How does the new rate band work?
The new allowance only applies to your ‘main residence’ and where the recipient of the property is a direct descendant including your children, step-children and grandchildren. The new allowance, which is on top of the existing allowance, is being phased as follows:
- £125,000 for the 2017-18 tax year
- Rising by £25,000 each year until 2020.
- By 2020 the total allowance will rise to £500,000
This means the total allowance for the 2017-18 tax year is £450,000 (single allowance) or £900,00 for a couple. When one partner (husband, wife, civil partner) dies, his or her allowance is passed on to the surviving partner.
By 2020 the tax-free allowance will be £500,000 (£325,000 plus £175,000) for singles and £1 million ( 2 x £325,000 plus 2 x £175,000) for couples.
In other words, by tax year 20-21, homes valued at £1million will not attract IHT if all the eligibility conditions are met.
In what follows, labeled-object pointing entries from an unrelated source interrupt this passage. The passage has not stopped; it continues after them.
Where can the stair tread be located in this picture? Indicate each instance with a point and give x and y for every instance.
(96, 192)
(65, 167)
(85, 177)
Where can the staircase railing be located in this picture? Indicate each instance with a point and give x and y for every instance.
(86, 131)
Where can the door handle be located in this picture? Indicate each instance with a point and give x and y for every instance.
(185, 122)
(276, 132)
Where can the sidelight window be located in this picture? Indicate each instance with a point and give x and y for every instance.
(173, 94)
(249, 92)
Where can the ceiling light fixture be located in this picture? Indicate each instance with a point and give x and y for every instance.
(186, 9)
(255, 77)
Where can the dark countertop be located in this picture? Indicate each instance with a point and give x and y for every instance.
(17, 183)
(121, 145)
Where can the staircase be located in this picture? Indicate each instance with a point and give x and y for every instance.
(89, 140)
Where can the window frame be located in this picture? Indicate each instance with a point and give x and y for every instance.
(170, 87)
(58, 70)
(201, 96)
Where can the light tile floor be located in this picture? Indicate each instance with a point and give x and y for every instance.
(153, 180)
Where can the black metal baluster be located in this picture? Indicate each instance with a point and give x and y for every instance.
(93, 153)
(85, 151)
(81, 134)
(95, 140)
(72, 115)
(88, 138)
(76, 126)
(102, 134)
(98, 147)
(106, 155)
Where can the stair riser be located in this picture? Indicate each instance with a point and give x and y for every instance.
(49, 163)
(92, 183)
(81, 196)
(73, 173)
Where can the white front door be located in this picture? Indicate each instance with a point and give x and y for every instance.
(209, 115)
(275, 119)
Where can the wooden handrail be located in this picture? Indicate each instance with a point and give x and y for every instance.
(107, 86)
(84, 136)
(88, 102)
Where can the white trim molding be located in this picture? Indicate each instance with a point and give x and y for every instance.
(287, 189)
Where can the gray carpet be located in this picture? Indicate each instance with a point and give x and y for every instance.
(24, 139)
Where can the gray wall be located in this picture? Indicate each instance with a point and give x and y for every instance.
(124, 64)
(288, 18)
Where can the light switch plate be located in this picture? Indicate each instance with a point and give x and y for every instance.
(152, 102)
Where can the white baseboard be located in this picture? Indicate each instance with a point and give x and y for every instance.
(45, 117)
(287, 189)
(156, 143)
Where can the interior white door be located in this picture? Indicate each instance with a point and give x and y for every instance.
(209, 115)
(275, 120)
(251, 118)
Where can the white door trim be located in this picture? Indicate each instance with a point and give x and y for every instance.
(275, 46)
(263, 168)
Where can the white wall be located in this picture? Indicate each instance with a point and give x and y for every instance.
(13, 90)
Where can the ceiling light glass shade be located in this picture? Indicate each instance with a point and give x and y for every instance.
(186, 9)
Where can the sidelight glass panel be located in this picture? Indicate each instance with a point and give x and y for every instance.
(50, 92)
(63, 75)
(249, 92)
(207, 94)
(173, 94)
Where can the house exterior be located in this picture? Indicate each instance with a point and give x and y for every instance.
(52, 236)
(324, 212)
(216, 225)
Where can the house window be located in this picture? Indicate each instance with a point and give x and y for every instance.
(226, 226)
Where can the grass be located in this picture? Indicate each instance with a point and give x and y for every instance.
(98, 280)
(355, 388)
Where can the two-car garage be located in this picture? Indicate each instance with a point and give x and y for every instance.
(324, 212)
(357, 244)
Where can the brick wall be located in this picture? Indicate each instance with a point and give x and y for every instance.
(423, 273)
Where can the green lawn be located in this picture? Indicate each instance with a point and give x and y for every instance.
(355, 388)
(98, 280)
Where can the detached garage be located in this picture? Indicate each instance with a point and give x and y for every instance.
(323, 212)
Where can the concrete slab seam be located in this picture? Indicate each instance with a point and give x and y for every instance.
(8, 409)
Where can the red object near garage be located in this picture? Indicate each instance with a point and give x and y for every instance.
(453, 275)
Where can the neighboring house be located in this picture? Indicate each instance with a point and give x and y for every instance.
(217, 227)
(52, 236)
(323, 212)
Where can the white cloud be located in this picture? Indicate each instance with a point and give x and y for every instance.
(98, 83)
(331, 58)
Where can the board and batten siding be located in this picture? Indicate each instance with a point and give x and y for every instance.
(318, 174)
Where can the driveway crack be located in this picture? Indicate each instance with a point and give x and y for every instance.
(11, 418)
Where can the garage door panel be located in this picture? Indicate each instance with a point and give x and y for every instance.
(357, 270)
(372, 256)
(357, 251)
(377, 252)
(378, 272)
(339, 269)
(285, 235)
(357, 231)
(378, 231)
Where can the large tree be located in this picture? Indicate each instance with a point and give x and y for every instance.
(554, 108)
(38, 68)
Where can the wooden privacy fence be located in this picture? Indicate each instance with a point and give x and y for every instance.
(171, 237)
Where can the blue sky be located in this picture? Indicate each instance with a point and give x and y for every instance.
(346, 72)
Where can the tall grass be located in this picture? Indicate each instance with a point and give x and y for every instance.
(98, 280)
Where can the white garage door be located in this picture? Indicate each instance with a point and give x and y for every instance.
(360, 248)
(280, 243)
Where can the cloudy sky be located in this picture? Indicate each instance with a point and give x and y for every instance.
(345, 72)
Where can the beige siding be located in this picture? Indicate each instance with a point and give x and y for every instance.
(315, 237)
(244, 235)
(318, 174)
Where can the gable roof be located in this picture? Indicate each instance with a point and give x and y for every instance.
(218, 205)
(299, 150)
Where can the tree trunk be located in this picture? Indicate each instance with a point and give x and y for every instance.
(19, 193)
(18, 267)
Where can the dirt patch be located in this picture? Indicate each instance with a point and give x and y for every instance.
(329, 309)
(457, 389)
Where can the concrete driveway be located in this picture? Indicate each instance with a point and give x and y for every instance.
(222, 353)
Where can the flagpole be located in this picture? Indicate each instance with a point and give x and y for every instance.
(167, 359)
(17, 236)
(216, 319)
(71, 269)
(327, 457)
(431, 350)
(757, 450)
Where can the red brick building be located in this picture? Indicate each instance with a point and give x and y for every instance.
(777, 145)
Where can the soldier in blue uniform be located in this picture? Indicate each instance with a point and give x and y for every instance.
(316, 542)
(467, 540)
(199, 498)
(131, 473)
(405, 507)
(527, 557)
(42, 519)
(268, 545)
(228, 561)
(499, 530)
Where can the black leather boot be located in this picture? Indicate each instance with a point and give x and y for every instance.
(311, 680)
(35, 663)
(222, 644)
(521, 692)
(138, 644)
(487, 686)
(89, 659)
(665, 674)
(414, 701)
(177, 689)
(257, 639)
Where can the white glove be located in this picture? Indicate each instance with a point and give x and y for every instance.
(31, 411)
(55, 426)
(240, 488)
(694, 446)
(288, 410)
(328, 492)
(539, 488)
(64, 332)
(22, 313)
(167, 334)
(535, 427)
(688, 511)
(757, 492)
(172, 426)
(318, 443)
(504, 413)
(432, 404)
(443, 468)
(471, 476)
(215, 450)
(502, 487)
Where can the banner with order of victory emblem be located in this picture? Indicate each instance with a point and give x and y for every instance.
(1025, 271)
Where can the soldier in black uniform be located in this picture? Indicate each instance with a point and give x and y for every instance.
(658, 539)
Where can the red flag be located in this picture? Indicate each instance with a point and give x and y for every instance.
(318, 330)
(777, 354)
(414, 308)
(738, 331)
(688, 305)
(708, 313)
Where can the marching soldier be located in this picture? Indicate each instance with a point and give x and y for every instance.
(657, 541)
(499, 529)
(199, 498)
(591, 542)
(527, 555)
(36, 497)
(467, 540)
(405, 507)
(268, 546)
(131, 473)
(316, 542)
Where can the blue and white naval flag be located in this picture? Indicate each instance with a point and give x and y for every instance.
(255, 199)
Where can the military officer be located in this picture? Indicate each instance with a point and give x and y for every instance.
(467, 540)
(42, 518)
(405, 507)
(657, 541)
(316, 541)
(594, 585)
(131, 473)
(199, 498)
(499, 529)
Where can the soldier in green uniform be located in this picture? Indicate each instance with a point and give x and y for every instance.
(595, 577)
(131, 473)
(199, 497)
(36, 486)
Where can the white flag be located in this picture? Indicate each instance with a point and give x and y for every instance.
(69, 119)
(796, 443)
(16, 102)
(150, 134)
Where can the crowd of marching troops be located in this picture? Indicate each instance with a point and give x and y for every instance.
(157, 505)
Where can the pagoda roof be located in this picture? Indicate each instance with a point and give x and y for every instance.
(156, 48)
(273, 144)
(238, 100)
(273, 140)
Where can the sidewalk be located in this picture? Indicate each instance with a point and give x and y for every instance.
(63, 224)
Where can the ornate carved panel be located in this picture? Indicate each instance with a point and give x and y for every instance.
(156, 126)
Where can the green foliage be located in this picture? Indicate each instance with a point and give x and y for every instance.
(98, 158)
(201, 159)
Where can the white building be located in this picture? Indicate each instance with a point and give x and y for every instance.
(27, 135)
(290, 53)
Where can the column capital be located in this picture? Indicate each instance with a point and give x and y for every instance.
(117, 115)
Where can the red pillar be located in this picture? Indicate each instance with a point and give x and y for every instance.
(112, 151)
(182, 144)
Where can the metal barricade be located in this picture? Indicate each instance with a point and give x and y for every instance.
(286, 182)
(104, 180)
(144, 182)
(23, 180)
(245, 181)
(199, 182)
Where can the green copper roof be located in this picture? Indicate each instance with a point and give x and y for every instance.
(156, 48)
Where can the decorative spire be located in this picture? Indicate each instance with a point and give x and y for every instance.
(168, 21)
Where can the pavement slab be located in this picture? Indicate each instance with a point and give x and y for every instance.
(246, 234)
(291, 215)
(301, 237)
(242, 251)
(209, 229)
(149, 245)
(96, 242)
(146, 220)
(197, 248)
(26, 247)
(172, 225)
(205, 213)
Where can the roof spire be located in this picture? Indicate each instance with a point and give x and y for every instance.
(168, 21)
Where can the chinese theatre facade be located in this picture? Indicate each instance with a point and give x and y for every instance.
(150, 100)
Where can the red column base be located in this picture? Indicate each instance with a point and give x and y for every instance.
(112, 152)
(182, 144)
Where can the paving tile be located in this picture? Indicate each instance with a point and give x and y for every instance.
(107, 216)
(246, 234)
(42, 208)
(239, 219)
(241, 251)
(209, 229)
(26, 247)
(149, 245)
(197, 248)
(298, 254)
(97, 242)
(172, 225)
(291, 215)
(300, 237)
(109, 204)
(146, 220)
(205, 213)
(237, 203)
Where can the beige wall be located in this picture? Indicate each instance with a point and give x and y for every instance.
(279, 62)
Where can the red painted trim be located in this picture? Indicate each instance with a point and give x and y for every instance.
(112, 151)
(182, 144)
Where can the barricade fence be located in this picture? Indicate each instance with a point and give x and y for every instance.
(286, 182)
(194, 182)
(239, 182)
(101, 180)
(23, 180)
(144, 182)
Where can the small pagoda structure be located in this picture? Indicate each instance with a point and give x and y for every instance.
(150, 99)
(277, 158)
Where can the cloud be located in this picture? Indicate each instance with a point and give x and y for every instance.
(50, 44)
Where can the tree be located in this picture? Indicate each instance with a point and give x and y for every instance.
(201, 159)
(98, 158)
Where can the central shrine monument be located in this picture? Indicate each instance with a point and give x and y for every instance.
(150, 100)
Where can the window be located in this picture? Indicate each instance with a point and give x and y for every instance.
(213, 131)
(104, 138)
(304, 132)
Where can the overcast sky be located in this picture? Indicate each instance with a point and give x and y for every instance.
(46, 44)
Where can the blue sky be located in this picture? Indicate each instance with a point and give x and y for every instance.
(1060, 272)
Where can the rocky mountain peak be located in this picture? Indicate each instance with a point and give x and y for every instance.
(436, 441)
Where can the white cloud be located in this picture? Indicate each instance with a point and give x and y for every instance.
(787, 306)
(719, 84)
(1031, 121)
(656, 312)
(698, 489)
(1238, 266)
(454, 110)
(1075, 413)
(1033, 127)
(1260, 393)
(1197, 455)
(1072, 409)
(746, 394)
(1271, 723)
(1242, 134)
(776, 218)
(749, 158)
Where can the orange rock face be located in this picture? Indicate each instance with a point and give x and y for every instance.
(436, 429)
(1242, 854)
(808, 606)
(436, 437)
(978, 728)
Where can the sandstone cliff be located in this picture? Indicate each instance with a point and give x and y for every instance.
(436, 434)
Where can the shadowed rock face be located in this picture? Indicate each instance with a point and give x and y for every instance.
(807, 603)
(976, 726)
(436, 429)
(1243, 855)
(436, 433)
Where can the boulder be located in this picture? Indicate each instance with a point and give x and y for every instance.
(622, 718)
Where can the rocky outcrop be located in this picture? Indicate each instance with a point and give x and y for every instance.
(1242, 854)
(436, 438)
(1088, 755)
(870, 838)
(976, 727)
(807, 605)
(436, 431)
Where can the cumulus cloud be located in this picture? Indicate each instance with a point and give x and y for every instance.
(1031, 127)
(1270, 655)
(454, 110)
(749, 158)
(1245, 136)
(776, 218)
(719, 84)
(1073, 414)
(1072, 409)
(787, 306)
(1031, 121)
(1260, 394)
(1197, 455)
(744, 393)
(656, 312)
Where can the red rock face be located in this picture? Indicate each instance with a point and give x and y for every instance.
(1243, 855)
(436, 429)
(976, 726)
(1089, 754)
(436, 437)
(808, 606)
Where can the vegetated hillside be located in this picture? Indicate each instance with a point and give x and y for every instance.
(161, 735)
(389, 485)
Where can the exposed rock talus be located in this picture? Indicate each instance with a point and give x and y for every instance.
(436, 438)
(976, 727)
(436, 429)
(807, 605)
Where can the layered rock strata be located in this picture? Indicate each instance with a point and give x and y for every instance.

Tax will then be applied at the 40% rate on the amount above the £1million threshold up to £2 million when a different formula is applied.
So what about gifts?
You can gain some relief from IHT by way of making a gift, although how this is treated will depend on the amounts involved and when the gift is made. Sums of money you give away before you die may still be subject to IHT if you pass away within seven years of making the gift. If you decide to gift your home to someone as a way of avoiding IHT, the seven year rule will still apply.
If you make a so-called gift with reservation – signing your house over to your son or daughter while still living in the house yourself – the value of the home will continue to be treated as being in your estate. It’s also important to note that gifts made into a trust are subject to IHT.
All of the above are instances where you should seek specialist advice before deciding to gift large sums or property.
Gifts that are exempted
Certain other gifts are not subject to the seven year rule and won’t incur IHT. These include:
- You can gift £3,000 every tax year without it being counted as part of your estate and subject to IHT
- Gifts made to groups or organisations with charitable status are IHT free
- Money left to a political party is not subject to IHT
- Gifts of up to £250 to a single recipient per tax year are excluded from IHT and will not be considered as part of your annual gift exemption
- Gifts to a spouse or partner, if they live permanently in the UK, are not subject to IHT
- Marriage gifts are tax free, limited to £5,000 for a gift as a parent, £2,500 as a grandparent, and £1,000 from anyone else
- Wedding gifts are only exempted if the wedding goes ahead
People exempted from IHT include those serving in the armed forces, police, fire service, paramedics, and aid and humanitarian workers. The exemption also applies even if you have left the service but your death is hastened by an injury sustained while employed in one of these roles. If you own property that is considered part of a working farm, a percentage of the value may also be exempt from IHT.
Seek financial advice
The above is meant as a general guide only and you should always seek professional advice before deciding to gift large sums of money or dispose of other assets for tax purposes.